The Ascension, the eighth solo studio album from singer, songwriter and composer Sufjan Stevens - and the long-awaited follow-up to Carrie & Lowell - is out today on Asthmatic Kitty Records via Inertia Music.
The Ascension is an indictment of a world crumbling around us—and a roadmap out of here. Sufjan says the foundations of the album are “a call for personal transformation and a refusal to play along with the systems around us.” “My objective for this album was simple: Interrogate the world around you. Question anything that doesn’t hold water. Exterminate all bullshit. Be part of the solution or get out of the way. Keep it real. Keep it true. Keep it simple. Keep it moving.” The result is a “lush, editorial pop album”—as Sufjan describes it—that finds us all at a “terrifying crossroad.”
Watch the clip for 'Sugar' above-
Filmed in Brooklyn, the video features noted dancers Raymond Pinto, Samantha Figgans, Celeste Mason and Walter Russell III portraying a family as their world dissolves around them.
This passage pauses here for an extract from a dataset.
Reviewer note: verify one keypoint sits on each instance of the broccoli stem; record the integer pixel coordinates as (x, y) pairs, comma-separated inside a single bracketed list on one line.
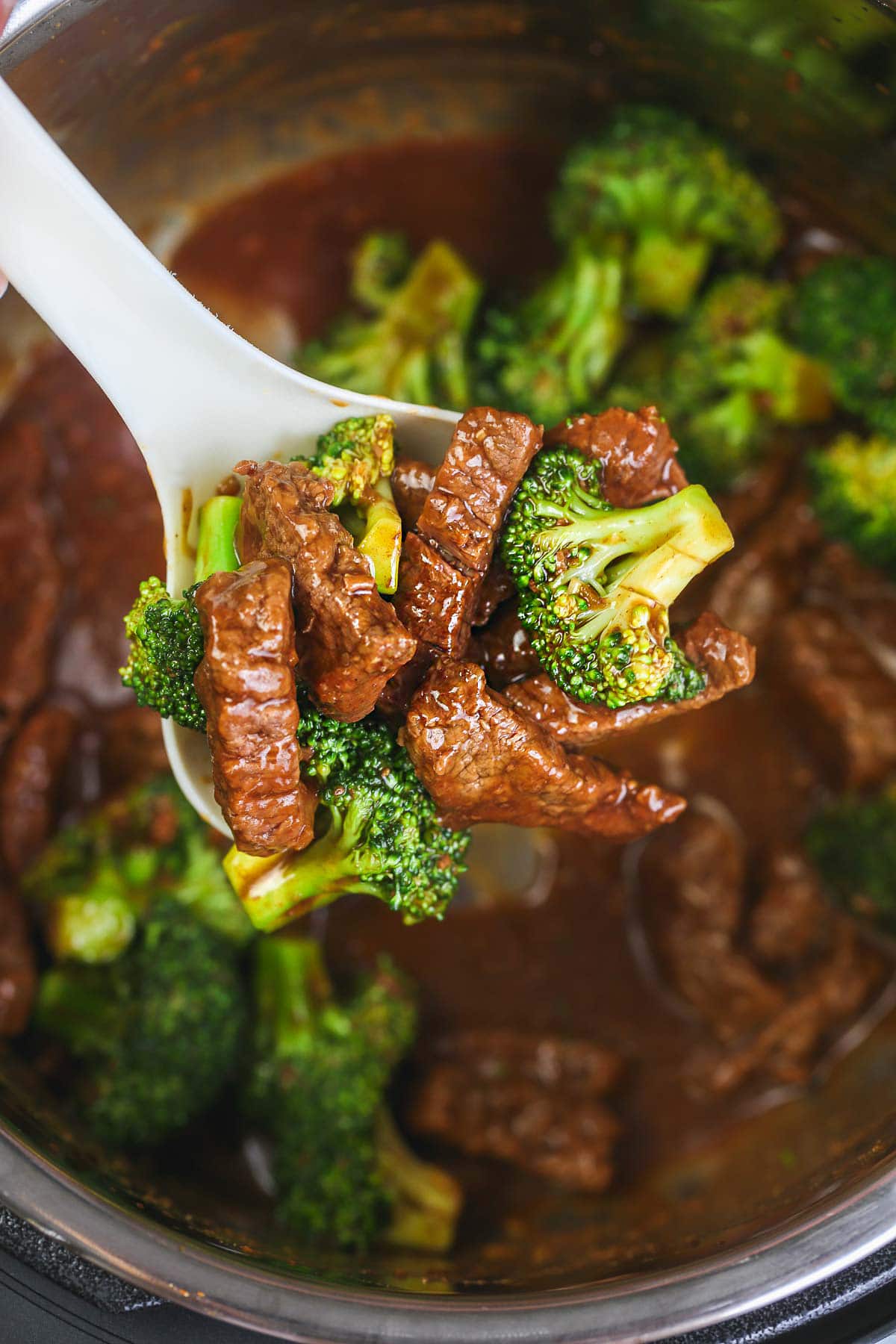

“‘Sugar’ is ultimately about the desire for goodness and purity (and true sustenance),” says Sufjan. “On the surface the song is just a string of clichés, but the message is imperative: now is the time to gather what is good and pure and valuable and make it your own, and share it with others. Feed your soul and speak new life into those around you. Give each other love, respect and sacrifice. Relinquish all the old habits, all the old ways of thinking and doing, all former practices—‘business as usual’—and bring new life to the world. This is our calling.”
“The way I approach choreography tends to blend elements of the everyday with moments of abstraction,” says Abraham. “I was compelled by the tempo and the tone of the song...especially when choreographing the duet material and solo material for Samantha Figgans and Raymond Pinto. This song and its undertones created a lot of really fun scenarios to play with choreographically.”
'Sugar' follows debut single 'America' and 'Video Game'—which The New York Times praised for its “upbeat tempo, a melodic hook, and lyrics that bob between the sacred and profane” and Pitchfork called “a stirring call to have faith in yourself, coated sweetly enough to reach a country that may need that message now more than ever.”